BEIRUT – Syrian journalist for a pro-government television station died of wounds sustained in a shooting attack in the suburbs of Damascus, state media said Saturday, as rebels fighting to topple President Bashar Assad pressed ahead with an offensive on the capital.
The SANA state news agency said that Suheil al-Ali, who worked for the private, pro-regime Dunya TV station, died Friday, four days after a "terrorist" opened fire on him as he was returning home from work. The government refers those trying to topple Assad as "terrorists."
Al-Ali is the latest of several journalists working for pro-government media in Syria to have been killed. A cameraman for Syrian state TV and a reporter for the state newspaper Tishrin were among others slain in recent months in killings the Assad regime has blamed on rebels.
Fighting has raged for weeks in the neighborhoods and towns around Damascus that have been opposition strongholds since the Syrian uprising began in March 2011. The revolt started with peaceful protests but morphed into a civil war that has killed more than 60,000 people, according to a recent United Nations recent estimate.
Rebels are trying to push through the government's heavy defenses in Damascus, the seat of Assad's power. The regime has responded with a withering
The Britain-based Syrian Observatory for Human Rights said rebels and government troops clashed Saturday in suburbs south of Damascus, including Harasta and Daraya. The Observatory, which relies on reports by activists on the ground, said government troops had arrested several residents in raids in the suburb of Qatana.
The Syrian military launched an offensive in a bid to dislodge rebels holed up in Daraya, which is located just a few kilometers (miles) from a strategic military air base west of the capital, and the army has dispatched reinforcements to the suburb in an effort to expel opposition fighters, the Observatory said.
Regaining control of Daraya would provide a boost to the regime's defense of Damascus.
Fighting was also reported on the road to the Damascus International Airport, the Observatory said. The airport has not been functioning since last month when clashes erupted on the airport road, and international airlines have not yet resumed flights to the Syrian capital. Airport officials have said the facility is open, but have not said which flights are operating.
Rebels frequently target government officials for assassination, and have killed several regime figures.
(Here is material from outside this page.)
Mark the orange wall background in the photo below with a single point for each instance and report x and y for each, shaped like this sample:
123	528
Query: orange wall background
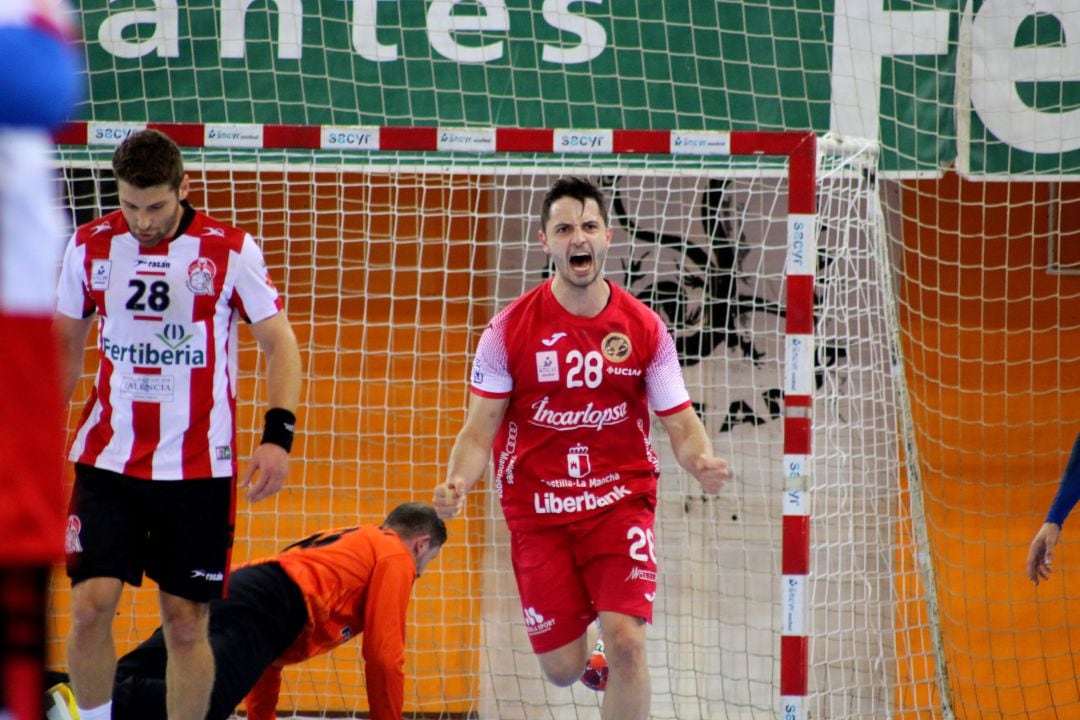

The most dramatic attack took place in July when they detonated explosives inside a crisis meeting in Damascus, killing four senior officials including Assad's brother-in-law and the defense minister.
Large bombings have been a trademark of Islamic radicals fighting alongside the Syrian rebels, raising concerns about the extremists' role in the civil war.
Last month, a suicide bomber wounded Interior Minister Mohammed al-Shaar in an attack on his ministry building. After the Dec. 12 attack, al-Shaar was secretly sent to neighboring Lebanon for treatment of a back injury, but was rushed out of a Beirut hospital and back home two weeks later for fear of being arrested by Lebanese authorities.
On Saturday, SANA denied reports that al-Shaar had died, saying the minister is "in good health and recovering."